A third feature of previous bond tantrums or VaR shocks was position vulnerability by VaR sensitive investors such as hedge funds and asset managers including CTAs who are active participants in futures markets. Here, as Panigirtzoglou writes, telative to last July, the evidence on investor positioning is more mixed.

1) Movements between government bond yields and the HFRX Systematic Diversified CTA index have almost mirrored each over the past months and this continued to be the case in the most recent weeks. This is shown in the next figure, which depicts a CTA performance index against the average of 10y UST and Bund yields.

The CTA performance index spiked over the past months suggesting that CTAs have been increasingly benefiting from the bond rally, something we noted last week when we highlighted the stellar performance of CTA investors in 2019. A continued overhang of long duration positions by CTAs is also implied by JPM's momentum signals for 10y TSY and Bund futures as shown in Figure 4.

These momentum signals had been rising up until the end of August to high levels for USTs and very extreme levels for Bunds. The change in momentum over the past week or so has already started putting downward pressure on these momentum signals suggesting that CTAs and other trend following investors might come under pressure to reduce their very elevated bond positions, unless of course bonds get a fresh wind in their sails following Friday's surprisingly poor jobs report.

2) The evidence on real money managers is more mixed: JPM's European client survey, which tends to be less volatile and to exhibit clearer medium-term trends than its US counterpart, showed another large increase in the long duration exposures by our clients over the past month. The current long duration positioning based on the latest survey on August 29th is now matching the previous highs seen in April 2015 ahead of the Bund tantrum at the time.

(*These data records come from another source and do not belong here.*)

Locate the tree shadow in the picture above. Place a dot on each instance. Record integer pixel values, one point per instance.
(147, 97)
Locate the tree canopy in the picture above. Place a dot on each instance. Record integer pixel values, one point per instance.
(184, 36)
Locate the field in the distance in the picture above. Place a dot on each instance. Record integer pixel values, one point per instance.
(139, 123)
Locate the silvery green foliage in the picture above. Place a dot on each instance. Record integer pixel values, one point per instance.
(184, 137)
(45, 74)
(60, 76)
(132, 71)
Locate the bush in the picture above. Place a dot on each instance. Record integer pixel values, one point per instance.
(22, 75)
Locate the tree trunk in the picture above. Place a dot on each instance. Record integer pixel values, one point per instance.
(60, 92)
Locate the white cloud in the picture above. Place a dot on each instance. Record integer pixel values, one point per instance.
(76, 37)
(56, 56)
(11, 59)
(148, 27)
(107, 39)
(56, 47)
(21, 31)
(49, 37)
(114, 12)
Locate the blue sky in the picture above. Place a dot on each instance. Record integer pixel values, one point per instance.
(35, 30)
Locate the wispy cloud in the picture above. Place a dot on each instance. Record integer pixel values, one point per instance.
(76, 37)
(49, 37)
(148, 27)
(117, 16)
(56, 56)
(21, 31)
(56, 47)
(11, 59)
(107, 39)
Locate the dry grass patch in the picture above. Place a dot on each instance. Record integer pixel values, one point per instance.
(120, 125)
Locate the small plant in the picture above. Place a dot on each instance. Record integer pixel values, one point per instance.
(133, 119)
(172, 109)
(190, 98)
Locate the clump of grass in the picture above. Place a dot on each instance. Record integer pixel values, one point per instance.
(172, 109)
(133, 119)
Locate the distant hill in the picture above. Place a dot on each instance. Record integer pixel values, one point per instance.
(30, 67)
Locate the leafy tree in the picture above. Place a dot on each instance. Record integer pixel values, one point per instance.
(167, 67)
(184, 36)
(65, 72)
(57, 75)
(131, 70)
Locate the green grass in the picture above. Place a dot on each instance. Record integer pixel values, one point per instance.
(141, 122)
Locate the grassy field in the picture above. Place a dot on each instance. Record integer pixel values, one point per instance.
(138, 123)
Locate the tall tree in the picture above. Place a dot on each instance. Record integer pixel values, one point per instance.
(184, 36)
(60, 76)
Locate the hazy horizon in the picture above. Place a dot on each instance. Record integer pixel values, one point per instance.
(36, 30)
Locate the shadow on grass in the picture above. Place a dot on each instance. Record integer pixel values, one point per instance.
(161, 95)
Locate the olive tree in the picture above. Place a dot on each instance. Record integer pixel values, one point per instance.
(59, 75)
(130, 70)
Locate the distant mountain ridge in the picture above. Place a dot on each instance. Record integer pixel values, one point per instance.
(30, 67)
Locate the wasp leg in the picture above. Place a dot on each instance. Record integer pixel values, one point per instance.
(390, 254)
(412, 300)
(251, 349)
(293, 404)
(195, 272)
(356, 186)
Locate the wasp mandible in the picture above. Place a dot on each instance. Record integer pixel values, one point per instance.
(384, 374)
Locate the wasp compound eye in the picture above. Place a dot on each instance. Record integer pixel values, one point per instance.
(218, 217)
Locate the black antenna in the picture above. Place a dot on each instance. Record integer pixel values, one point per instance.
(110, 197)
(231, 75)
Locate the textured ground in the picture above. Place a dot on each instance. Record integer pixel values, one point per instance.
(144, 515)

Yet if one looks at the biggest active bond mutual fund managers relative to aggregate bond indices, a different picture emerges. The effective total duration of these bond managers declined in August as shown by Figure 6 and Figure 7, pointing to below rather than above average total duration exposure, especially in the US. This suggests that it is also possible that the rise in bond volatility in August put pressure on VaR-sensitive investors such as bond mutual fund managers to cut their duration positions last month. So if one combines Figure 5, Figure 6 and Figure 7 we conclude that real money managers are currently not as long duration as they were in July.